At the Hauptbahnhof train station, I waited for the train to Prague and bought breakfast, a big plastic cup of yogurt. Kelly asked me if I needed silverware and I said, "No thanks, I have a schpoon."
"Did you hear that?" I said, "I just said schpoon! That was Germany GETTING INTO MY BRAIN!"
Not that schpoon is a word - it isn't - but I didn't pronounce an "s" like that two weeks ago. Kelly looked at me like it was kind of early in the morning to be using so many exclamation points. We dug into our cups of yogurt and were quiet for a minute until she couldn't take it anymore.
"I'm not complaining," she said, "But this isn't like any yogurt I've had before."
"What do you mean?" I asked.
She scooped out a spoonful and held it upside down. The yogurt didn't move.
"That's not yogurt," I said, "That's caulking. That's rough."
She asked me how mine was. It was pink and runny and was mixed with what I thought were leaves until I diagnosed them as chocolate shavings. She suggested combining our yogurts and plopped a chunk of caulking, the weight of which almost sprained my wrist, into my cup. A spoonful of yogurt should not weigh twelve pounds.

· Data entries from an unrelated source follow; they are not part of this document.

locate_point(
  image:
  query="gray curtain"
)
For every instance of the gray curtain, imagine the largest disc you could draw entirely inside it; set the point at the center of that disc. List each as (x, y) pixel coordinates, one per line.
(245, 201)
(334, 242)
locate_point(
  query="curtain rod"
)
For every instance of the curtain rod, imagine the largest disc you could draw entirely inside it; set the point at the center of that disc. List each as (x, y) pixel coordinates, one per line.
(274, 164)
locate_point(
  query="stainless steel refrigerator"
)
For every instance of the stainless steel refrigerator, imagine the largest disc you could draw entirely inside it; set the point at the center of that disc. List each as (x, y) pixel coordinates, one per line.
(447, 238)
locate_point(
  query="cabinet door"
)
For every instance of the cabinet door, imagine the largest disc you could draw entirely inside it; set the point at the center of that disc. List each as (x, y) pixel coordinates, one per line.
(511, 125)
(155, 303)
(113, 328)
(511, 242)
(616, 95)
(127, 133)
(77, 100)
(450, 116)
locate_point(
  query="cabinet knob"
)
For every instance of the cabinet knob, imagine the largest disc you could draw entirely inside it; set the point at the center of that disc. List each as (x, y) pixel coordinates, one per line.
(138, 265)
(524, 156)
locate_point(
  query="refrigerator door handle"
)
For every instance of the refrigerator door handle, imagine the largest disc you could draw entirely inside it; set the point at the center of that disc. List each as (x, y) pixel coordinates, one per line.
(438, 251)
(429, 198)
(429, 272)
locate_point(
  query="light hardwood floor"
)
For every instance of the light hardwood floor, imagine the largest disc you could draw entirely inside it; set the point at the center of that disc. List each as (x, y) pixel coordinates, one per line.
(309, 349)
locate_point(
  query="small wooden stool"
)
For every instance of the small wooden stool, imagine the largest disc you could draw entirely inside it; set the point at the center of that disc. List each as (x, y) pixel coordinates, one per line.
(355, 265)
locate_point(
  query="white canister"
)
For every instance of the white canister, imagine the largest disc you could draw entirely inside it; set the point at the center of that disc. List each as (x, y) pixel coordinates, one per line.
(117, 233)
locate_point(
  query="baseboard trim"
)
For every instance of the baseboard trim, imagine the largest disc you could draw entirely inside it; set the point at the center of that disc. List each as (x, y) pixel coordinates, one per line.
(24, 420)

"Good lord," I said, "Don't eat that stuff. It could caulk your throat up and kill you."
A few hours later, the train crossed the border into the Czech Republic and Kelly suggested we learn some Czech words. She pulled out her book, started reading aloud, and I knew I was in trouble. I've been hollering a lot about German but once you get a few pronunciation tips, what you see is largely what you get. Yes, the words are as LONG AS HELL but if you can manage to not fall asleep in the middle of them, there is something familiar about them.
Czech, though? Ouch. Maybe if I'd taken more than five minutes to prepare for the trip, I'd feel differently. As it is, street signs like this elicited long sighs.
Sometimes context clues tipped me off and I'd be fairly certain that the sign in front of the big hole on the sidewalk said something about not falling into the big hole on the sidewalk.
Usually, though, the Czech language just slapped me around and I'd eventually give up, defeated.
This is me looking at a map in Prague. It appears that I'm gathering information about my whereabouts but I easily could have just been free-associating. How'd the Bengals do last season? Should I try a bacon and cabbage potato pancake? Is grilled pork knee tasty?
Because after scouring this map, I looked up, "Well, that didn't help at all." The lack of a You Are Here plus the fact that I can't pronounce anything makes my brain go on strike. The upside of this is that there is something about Czech that is damn cute. Doesn't calling a laptop computer a notebooky make you want to snuggle?